Many of her albums pro­vide ample evi­dence for an eclec­tic musi­cal her­itage. 1998’s Moon Pix was record­ed with the Dirty Three, Nick Cave’s back­ing band, 2003’s You Are Free was with Dave Grohl and Pearl Jam’s Eddy Ved­der, and 2006’s The Great­est was record­ed in Mem­phis with an array of soul and RnB luminaries. 

Nev­er­the­less, Pow­er man­ages to pro­duce this remark­ably dis­tinc­tive voice and sound. With any­one else, there’d be the con­stant risk and wor­ry of monot­o­ny and rep­e­ti­tion. But some­how, all she ever sounds is true.

Nonethe­less, I was a lit­tle anx­ious on hear­ing about this lat­est album. Why would any­one want to repro­duce, almost note for note, a per­for­mance as famous as this? And, sure enough, on the first few lis­tens, I have to con­fess, I was momen­tar­i­ly disappointed. 

After all, the angry con­tempt that those songs were born of, and which were then fuelled so vis­cer­al­ly by the atmos­phere that they came to be per­formed live in, is some­thing that Mar­shall is lit­er­al­ly inca­pable of.
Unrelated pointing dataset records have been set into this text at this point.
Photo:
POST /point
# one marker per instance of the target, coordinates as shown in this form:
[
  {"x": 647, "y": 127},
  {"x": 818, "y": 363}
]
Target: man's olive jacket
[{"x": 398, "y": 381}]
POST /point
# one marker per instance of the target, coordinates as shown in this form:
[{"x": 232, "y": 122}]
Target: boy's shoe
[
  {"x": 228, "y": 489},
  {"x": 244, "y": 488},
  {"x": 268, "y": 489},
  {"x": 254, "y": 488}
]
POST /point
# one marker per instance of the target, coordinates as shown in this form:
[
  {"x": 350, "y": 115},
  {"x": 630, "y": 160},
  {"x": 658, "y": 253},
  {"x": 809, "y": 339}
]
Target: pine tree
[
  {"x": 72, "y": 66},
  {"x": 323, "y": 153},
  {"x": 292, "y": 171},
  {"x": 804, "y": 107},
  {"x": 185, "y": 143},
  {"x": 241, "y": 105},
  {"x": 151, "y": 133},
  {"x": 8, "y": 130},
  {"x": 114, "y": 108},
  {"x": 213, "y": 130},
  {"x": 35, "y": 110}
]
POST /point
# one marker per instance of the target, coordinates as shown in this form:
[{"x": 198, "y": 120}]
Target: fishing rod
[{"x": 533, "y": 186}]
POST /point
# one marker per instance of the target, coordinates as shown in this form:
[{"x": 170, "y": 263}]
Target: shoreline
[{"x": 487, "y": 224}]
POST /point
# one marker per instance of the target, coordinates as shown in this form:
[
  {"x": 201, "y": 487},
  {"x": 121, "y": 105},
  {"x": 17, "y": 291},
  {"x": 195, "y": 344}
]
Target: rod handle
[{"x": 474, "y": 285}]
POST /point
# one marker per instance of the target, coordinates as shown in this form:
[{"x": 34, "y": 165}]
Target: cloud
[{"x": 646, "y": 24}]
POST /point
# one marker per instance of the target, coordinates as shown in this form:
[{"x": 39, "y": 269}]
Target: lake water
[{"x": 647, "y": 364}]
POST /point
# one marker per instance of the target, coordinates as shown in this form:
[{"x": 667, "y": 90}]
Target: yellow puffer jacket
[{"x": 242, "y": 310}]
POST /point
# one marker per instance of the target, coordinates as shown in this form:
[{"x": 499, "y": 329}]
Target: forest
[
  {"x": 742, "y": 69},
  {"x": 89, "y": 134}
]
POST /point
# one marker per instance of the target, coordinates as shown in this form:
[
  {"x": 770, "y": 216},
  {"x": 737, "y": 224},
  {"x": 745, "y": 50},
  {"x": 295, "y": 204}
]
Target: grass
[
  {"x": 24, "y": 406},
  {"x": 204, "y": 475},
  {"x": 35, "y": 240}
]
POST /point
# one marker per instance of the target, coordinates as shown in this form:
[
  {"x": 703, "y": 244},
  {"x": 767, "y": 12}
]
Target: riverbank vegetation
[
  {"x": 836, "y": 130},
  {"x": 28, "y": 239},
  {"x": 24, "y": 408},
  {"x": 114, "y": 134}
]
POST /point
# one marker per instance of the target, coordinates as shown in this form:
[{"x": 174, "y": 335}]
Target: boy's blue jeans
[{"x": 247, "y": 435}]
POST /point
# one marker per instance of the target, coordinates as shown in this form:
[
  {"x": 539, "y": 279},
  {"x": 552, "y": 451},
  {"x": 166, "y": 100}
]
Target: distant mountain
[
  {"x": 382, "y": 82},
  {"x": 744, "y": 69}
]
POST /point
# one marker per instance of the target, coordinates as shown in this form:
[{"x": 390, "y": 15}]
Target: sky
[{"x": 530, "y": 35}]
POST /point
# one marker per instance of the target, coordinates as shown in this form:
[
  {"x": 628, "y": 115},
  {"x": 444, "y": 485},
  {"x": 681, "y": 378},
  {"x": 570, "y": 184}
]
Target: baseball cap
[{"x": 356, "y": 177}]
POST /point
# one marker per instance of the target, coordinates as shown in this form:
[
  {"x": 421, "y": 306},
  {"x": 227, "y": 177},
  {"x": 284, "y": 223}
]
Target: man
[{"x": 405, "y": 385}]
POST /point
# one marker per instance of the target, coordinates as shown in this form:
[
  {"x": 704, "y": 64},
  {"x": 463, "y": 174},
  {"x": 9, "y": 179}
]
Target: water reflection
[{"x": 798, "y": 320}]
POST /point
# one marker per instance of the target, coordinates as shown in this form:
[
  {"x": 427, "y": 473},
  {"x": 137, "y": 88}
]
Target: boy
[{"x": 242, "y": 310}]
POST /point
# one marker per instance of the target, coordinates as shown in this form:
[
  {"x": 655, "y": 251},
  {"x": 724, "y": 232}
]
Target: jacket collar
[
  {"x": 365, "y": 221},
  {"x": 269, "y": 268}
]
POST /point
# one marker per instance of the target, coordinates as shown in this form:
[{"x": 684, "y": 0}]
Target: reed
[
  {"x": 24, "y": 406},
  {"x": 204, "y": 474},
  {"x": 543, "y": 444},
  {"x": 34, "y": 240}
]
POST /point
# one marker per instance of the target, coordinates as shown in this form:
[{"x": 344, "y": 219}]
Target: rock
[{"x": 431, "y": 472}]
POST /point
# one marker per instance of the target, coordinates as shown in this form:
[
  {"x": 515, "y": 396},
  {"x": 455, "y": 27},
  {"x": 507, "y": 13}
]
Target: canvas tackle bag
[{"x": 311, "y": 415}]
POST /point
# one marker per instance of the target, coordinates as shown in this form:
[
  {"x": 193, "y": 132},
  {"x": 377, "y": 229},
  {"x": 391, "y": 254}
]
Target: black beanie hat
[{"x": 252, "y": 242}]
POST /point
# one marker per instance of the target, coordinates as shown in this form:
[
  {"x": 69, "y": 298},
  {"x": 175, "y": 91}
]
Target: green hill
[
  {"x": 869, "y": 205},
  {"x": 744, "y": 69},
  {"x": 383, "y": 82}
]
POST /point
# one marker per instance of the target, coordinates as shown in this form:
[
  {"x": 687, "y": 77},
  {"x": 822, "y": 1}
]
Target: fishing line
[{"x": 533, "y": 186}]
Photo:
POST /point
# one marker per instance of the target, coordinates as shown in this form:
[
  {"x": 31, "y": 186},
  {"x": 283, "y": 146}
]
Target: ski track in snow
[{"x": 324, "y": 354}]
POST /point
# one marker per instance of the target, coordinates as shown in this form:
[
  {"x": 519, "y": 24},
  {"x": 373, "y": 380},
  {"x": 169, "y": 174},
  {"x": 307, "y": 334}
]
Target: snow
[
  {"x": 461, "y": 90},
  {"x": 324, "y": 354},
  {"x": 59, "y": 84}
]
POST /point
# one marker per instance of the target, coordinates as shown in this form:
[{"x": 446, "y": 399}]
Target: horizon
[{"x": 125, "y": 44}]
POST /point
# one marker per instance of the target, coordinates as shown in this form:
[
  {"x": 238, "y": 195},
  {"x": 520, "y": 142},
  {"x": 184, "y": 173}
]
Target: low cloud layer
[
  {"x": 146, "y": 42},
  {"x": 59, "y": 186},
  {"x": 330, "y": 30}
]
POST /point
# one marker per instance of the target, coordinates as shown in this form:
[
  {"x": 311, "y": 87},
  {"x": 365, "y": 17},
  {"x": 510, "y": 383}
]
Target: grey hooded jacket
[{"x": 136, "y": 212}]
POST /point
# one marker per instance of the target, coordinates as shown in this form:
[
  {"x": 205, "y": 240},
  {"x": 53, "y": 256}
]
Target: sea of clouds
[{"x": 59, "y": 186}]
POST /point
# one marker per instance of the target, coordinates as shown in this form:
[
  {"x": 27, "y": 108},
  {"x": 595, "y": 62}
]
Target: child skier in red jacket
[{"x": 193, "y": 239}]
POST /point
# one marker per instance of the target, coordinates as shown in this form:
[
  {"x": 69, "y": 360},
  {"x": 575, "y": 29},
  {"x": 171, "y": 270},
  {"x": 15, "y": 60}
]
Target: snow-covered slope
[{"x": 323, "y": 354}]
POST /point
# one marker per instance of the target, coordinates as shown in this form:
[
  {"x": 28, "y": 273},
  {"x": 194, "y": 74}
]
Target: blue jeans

She’s so weighed down by doubt and bouts of self-loathing, that any anger can only ever be direct­ed inward.

And yet, that even­tu­al­ly becomes the album’s strength. Stripped of Dylan’s fury, all you’re left with are the actu­al songs. It’s as if they were final­ly allowed breathe. 

Dylan has always insist­ed, to the rest of the world’s bemuse­ment, that he’s prin­ci­pal­ly a musi­cian and only sec­on­dar­i­ly a writer – though how much of that he real­ly believes is anyone’s guess. Removed from Dylan’s very per­son­al and par­tic­u­lar explo­ration of Amer­i­can roots and 20th cen­tu­ry Amer­i­cana, what you’re left with is a burst of extra­or­di­nary lyri­cism, mind-expand­ed imagery and an un-fet­tered, explod­ing imagination. 

And yet, it’s still un-mis­tak­ably, and tri­umphant­ly a new Cat Pow­er record.